In the immediate future, the room for leverage by foreign powers will be drastically reduced if the constitutional ambiguities are sorted out, especially those related to power transfers.
The sooner a process is in place to elect, or replace, powerful positions, including that of a Prime Minister and a President, the lesser the room for maneuver. This, of course, means writing a constitution at the earliest.
While internal work related to keeping the house in order can substantially enhance political independence, externally, Nepal needs to come out strongly in furthering the spirit of the Non-Aligned Movement, of which it was a founding state. There are those who say that the NAM’s relevancy is over with the dissolution of the USSR and the end of Cold War. That may be true for Eastern Europe, but not for us. As the PM himself has admitted, there are signals that a version of the Cold War is being played out in Nepal with India and China both vying to increase their influence.
The first step towards halting this development would be for Nepal to unequivocally reject the notion that Nepal is a “buffer state” between two big powers. In practical terms, rejecting the notion of the buffer state means that Nepal builds transport and other linkages with both India and China to integrate the country into their trade networks.
For hundreds of years, Nepal has had to suffer the disadvantages of being between two big powers with none of the advantages of being next to two big economic powers. This is because India, considering anything to the south of the Himalayas its sphere of influence, has been opposed to greater linkages beyond. China, on the other hand, has been quite happy keeping Tibet isolated from other countries. Needless to say, this arrangement has been highly disadvantageous to Nepal.

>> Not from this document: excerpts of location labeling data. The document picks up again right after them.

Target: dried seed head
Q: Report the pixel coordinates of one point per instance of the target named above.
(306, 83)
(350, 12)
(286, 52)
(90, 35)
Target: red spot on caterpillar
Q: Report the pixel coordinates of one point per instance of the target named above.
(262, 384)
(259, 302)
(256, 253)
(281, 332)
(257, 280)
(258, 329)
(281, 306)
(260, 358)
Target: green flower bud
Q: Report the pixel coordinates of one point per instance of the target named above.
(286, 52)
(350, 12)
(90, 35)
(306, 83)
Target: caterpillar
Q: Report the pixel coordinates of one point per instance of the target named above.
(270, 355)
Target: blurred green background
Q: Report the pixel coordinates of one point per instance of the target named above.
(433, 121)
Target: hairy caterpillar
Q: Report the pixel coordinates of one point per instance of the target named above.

Unsurprisingly, what was said in the 60s still rings true. In Nepal: Strategy for Survival, Leo Rose, an American writer, mentions one of Mahendra’s ministers. The gloomy minister apparently told Rose in 1962 that Nepal’s fate is “likely to be eventual absorption by either India or China, and that the decisions and actions of Nepali government will not be crucial determining the results.” Half a century has passed since the gloomy minister confided to the great American scholar, and yet so little has changed in terms of Nepal’s bitter geopolitical reality.